Dzięki temu zostaną poszerzone możliwości inwestycyjne tego Funduszu o inne kraje Europy Centralnej i Wschodniej. Zmienione zostaną również poziomy minimalnego zaangażowania na rynku akcji. Fundusz będzie wykorzystywać instrumenty pochodne na rynkach w tych krajach, zarówno w celu zabezpieczającym, jak również inwestycyjnym.
Zamierzeniem zarządu Investors TFI jest zmniejszanie wpływu koniunktury w Bułgarii i w Rumunii na wyniki Funduszu. Poprzez rozszerzenie zakresu inwestowania o inne rynki Fundusz będzie mógł korzystać szerzej z efektu dywersyfikacji aktywów. Rynek polski czy turecki winien zapewnić wysoką płynność. Instrumenty pochodne pozwolą na zabezpieczenie przed negatywnymi skutkami zmian notowań instrumentów finansowych.

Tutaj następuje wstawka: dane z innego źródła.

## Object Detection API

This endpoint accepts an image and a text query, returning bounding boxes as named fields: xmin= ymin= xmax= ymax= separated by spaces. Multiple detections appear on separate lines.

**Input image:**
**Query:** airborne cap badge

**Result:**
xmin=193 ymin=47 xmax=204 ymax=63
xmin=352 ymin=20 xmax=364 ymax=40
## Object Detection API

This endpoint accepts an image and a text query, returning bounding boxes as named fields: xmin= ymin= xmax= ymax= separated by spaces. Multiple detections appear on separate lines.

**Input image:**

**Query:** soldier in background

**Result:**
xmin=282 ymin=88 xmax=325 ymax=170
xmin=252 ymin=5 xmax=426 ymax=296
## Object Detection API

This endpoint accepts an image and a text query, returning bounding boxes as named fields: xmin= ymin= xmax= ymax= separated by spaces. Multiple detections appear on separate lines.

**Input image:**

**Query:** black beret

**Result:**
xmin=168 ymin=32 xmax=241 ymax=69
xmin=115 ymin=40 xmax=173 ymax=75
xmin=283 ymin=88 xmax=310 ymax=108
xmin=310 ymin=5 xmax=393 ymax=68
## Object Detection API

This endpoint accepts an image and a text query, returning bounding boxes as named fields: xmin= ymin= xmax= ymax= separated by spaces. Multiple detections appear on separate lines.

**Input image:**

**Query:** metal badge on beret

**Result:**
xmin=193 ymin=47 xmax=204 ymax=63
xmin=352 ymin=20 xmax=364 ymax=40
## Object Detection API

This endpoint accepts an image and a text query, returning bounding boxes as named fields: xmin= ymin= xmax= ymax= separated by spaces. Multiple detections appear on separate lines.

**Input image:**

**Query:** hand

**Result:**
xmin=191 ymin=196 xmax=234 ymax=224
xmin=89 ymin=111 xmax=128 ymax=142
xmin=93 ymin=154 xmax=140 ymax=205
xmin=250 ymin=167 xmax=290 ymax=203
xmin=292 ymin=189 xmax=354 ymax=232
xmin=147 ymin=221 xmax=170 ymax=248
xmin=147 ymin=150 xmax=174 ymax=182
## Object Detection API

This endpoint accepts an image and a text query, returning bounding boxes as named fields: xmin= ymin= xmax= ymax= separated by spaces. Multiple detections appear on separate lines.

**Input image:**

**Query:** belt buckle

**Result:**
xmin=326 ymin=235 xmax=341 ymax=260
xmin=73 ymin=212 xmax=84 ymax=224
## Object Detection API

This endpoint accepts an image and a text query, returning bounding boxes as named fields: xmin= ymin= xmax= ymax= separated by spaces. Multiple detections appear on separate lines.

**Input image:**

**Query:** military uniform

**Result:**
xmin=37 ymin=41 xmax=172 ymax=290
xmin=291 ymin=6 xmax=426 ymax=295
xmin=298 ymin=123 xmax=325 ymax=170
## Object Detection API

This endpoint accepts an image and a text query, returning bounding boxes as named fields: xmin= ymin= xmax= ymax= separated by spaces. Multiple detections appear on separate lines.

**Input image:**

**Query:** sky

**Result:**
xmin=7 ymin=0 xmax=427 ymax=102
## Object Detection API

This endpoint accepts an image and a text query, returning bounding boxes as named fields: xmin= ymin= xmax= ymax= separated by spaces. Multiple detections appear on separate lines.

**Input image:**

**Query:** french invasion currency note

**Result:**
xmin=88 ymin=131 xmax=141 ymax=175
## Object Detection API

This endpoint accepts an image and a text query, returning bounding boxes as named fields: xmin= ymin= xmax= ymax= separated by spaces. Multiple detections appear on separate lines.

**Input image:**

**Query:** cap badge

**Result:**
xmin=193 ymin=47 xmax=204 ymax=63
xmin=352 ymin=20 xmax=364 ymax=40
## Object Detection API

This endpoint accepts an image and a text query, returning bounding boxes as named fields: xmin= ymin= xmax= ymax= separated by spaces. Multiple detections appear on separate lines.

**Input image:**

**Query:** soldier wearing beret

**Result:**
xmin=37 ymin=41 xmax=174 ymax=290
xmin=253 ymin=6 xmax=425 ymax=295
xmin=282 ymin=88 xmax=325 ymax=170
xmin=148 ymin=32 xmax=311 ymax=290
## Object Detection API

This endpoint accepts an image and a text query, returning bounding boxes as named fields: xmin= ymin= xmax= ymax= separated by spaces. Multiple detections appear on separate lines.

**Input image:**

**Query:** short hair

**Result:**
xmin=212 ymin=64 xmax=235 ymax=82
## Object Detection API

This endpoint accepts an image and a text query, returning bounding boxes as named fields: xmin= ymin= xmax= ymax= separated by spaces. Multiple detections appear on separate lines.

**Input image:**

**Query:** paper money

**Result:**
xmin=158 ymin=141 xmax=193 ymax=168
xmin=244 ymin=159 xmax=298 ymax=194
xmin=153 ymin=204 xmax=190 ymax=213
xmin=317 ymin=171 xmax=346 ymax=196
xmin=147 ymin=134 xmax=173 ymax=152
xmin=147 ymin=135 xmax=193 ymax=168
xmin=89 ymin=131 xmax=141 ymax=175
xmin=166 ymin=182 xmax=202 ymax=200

Jak mówi Maciej Wiśniewski, Dyrektor Zarządzający, Prezes Zarządu Investors TFI, otwarcie Funduszu na kolejne kraje pozwoli zwiększyć wybór instrumentów finansowych. Przez ostatnie tygodnie pracowaliśmy nad optymalną zmianą polityki inwestycyjnej tego funduszu. Mimo, że sytuacja gospodarcza w Bułgarii i Rumunii jest relatywnie dobra, odpływ pieniędzy zagranicznych inwestorów ograniczył płynność na lokalnych giełdach. Nie można schować głowy w piasek i przeczekać biernie kryzysu finansowego. Szczęśliwie, nie jesteśmy częścią dużej korporacji, gdzie takie zmiany nie byłyby możliwe lub byłyby wprowadzane przez wiele miesięcy – komentuje decyzję Maciej Wiśniewski, Prezes Investors TFI.
W Europie Wschodniej i Centralnej istnieje wiele ciekawych rynków, na których można dokonywać intratnych inwestycji, nawet w obecnej sytuacji.